The Judiciary Committee has not yet scheduled a vote on the American Dream and Promise Act yet, an aide to Padilla said.

Congress created TPS in 1990 to provide relief to immigrants in the U.S. who could not return safely to their home countries because of natural disasters, armed conflict or other conditions.

DACA recipients must apply to renew their permits to live and work in the U.S. every two years, while TPS permits typically last six to 18 months, before the Department of Homeland Security decides whether to extend them. Immigrants from El Salvador and Nicaragua have been eligible for TPS more than 15 years.

The Trump administration took multiple steps to terminate DACA, as well as TPS for most holders, but was halted by the courts. A case challenging DACA’s legality is still pending in a Texas district court, injecting more uncertainty into the future of current recipients.

Over the last 20 years, several versions of the Dream Act failed to get the 60 votes needed to pass in the Senate. Meanwhile, public support for immigrants brought to the U.S. illegally as children has grown, with about three-quarters of Americans in favor of granting permanent legal status to Dreamers, according to the Pew Research Center.

At Tuesday’s three-hour hearing, some Republican senators expressed sympathy, especially for DACA holders, but seemed unwilling to move forward on a deal without beefing up border security measures and narrowing the scope of who would be eligible for legalization.

“If we want to provide legal status for Dreamers, we must secure our border so that we don’t find ourselves in the same situation again 20 or 30 years from now,” said Sen. Chuck Grassley, R-Iowa, the ranking member of the Judiciary Committee.

Several GOP lawmakers also criticized the bill as a broad “amnesty,” that they believed would incentivize illegal immigration at a time when unlawful border crossing efforts have spiked.

In May, U.S. Customs and Border Protection encountered more than 180,000 immigrants along the southern border, 56% more than in January when President Biden took office. Republican senators linked that increase to the Biden administration’s decisions to halt Trump-era restrictive policies such as the Migrant Protection Protocols and construction of the border wall.

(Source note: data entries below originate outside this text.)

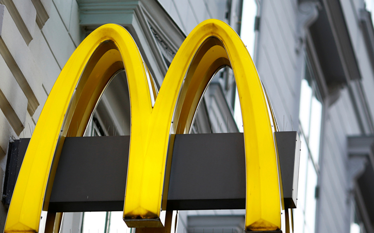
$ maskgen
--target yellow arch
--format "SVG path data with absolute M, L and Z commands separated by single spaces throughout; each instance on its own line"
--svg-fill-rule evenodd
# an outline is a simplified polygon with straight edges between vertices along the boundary
M 87 36 L 61 71 L 40 115 L 15 189 L 5 232 L 37 232 L 45 196 L 44 208 L 48 209 L 49 174 L 51 186 L 65 137 L 68 132 L 82 135 L 105 85 L 124 67 L 132 117 L 124 219 L 130 225 L 136 226 L 140 219 L 146 220 L 143 226 L 159 226 L 170 135 L 188 133 L 205 88 L 222 66 L 233 68 L 243 115 L 246 228 L 280 229 L 277 160 L 261 83 L 235 31 L 212 19 L 198 25 L 182 44 L 153 108 L 154 85 L 127 31 L 108 24 Z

But immigration experts say extreme violence and poverty in Central America are the main factors pushing migrants to flee north, not U.S. immigration policies. During the Trump administration, they note, CBP arrests at the southern border nearly tripled, from 304,000 in 2017 to 851,000 in 2019, according to agency data.

Senate Judiciary Committee Chair Dick Durbin, D-Illinois, added that immigration authorities under Biden have expelled 74% of undocumented migrants arrested at the southern border.

“So the Biden administration is up against large numbers, but they are clearly not welcoming and opening the door to everyone,” he said.

Durbin, who introduced the first Dream Act in the Senate two decades ago, said he would continue bipartisan discussions on legislation to offer Dreamers and TPS holders U.S. citizenship, as well as come up with a border security bill.

“I think we can find justice for people who are eligible under TPS and the Dream Act without suggesting that the door is open and anyone can come to this country without any kind of scrutiny whatsoever,” he said. “And I can assure you that the battle will continue.”

Another bill that aims to offer legal status to undocumented farmworkers, the Farm Workforce Modernization Act, was also passed by the House in March but is still awaiting a hearing in the Senate.